O comportamento de Mário de Paula, resumem os autores da Arguição, “além de causar tumulto processual e a inefetividade dos processos, gera uma situação em que a reparação integral buscada pelas Instituições de Justiça em favor de todos os atingidos é relegada a segundo plano em prol do atendimento dos interesses de uns poucos escolhidos – e favorecidos processualmente – pelo juízo, que os aconselha, aceita petições por e-mail, realiza reuniões extra-autos, aprecia com celeridade – às vezes em poucas horas – os respectivos pedidos e elogia advogados e os representantes das comunidades atingidas, desde que sejam ‘ordeiros’, quer dizer, que concordem com a posição do juízo. Àqueles que não aderem às soluções propostas (!) pelo Juiz Federal da 12ª Vara da Seção Judiciária de Minas Gerais, há apenas a opção de reiteradamente requerer que seus pleitos sejam ao menos apreciados, antes que se tornem inúteis após longo tempo transcorrido”.

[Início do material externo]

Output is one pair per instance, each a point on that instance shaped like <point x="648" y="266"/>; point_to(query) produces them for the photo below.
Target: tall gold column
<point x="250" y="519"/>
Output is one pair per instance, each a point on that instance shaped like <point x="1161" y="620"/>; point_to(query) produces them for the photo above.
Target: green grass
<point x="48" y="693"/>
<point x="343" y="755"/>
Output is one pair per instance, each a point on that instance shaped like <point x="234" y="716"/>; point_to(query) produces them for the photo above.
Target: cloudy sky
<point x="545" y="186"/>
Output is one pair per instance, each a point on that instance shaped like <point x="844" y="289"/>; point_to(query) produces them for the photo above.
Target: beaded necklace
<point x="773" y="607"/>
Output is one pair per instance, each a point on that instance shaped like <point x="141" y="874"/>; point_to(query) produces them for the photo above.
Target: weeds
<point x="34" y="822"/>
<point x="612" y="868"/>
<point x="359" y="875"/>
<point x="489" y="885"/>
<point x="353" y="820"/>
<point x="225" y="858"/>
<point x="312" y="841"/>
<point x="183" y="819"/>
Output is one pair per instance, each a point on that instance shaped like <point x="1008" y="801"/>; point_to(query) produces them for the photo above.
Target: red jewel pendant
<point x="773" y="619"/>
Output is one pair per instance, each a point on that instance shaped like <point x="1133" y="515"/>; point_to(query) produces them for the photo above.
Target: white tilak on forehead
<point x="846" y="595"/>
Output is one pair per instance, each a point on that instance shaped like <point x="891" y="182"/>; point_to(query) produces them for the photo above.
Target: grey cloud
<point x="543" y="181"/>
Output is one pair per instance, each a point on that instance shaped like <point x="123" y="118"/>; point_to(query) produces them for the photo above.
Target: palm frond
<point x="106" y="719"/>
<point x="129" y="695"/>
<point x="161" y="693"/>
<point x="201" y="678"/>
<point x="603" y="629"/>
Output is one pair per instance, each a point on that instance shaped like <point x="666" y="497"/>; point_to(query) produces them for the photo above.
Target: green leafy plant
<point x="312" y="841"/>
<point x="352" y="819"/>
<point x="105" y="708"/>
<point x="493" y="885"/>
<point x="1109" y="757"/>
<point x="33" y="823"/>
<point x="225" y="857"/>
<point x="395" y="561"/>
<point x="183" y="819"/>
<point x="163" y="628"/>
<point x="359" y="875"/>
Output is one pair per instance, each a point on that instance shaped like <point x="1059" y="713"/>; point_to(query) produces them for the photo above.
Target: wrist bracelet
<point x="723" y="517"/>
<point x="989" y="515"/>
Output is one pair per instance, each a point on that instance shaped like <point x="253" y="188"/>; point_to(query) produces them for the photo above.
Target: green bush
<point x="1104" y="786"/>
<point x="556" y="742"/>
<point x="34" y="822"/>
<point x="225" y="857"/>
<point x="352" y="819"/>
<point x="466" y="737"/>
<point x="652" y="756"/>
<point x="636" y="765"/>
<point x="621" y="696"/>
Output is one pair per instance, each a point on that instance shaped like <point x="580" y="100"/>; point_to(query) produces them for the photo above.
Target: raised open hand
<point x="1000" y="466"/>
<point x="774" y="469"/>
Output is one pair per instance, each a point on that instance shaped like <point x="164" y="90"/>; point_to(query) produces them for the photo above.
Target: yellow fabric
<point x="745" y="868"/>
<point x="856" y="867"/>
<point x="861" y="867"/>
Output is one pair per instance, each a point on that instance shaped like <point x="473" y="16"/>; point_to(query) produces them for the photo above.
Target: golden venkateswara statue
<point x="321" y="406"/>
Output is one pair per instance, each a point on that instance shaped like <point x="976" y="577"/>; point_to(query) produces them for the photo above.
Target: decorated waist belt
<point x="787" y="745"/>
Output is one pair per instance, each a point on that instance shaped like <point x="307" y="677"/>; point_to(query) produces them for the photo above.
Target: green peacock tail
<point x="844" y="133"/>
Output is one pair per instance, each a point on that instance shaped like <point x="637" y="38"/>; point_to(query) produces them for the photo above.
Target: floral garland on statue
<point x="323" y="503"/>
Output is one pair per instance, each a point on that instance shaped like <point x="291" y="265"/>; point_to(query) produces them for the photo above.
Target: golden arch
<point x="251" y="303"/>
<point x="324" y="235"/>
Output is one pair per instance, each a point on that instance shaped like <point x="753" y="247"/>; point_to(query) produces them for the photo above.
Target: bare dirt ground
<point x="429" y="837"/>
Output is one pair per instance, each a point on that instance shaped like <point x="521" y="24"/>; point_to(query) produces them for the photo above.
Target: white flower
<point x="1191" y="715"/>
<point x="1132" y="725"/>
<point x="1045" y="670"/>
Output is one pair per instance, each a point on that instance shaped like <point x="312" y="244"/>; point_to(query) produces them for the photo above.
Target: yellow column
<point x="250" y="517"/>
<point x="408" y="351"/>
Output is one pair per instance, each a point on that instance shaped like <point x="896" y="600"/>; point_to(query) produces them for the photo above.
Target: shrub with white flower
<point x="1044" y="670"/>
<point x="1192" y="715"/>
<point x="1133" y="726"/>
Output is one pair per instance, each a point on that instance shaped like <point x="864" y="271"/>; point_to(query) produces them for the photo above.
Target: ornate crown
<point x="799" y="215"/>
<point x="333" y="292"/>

Na exposição dos fatos, os procuradores, defensores e promotor denunciam a abertura de processos de pedidos de indenização a partir de e-mails encaminhados diretamente à secretaria da 12ª Vara Federal e alguns até diretamente enviados ao gabinete do juiz federal substituto, sem que o próprio MPF tenha sido comunicado. “Além da ausência de intimação, diversos processos referentes às demandas das ‘Comissões de Atingidos’, como os relativos às localidades de Aracruz, Conceição da Barra, Ipaba do Paraíso, São Mateus e Santana do Paraíso, tramitaram – ou ainda tramitam – em segredo de justiça, sem que se conheçam os motivos para tanto, o que inviabiliza o acesso e a atuação das Instituições de Justiça signatárias”, acentuam.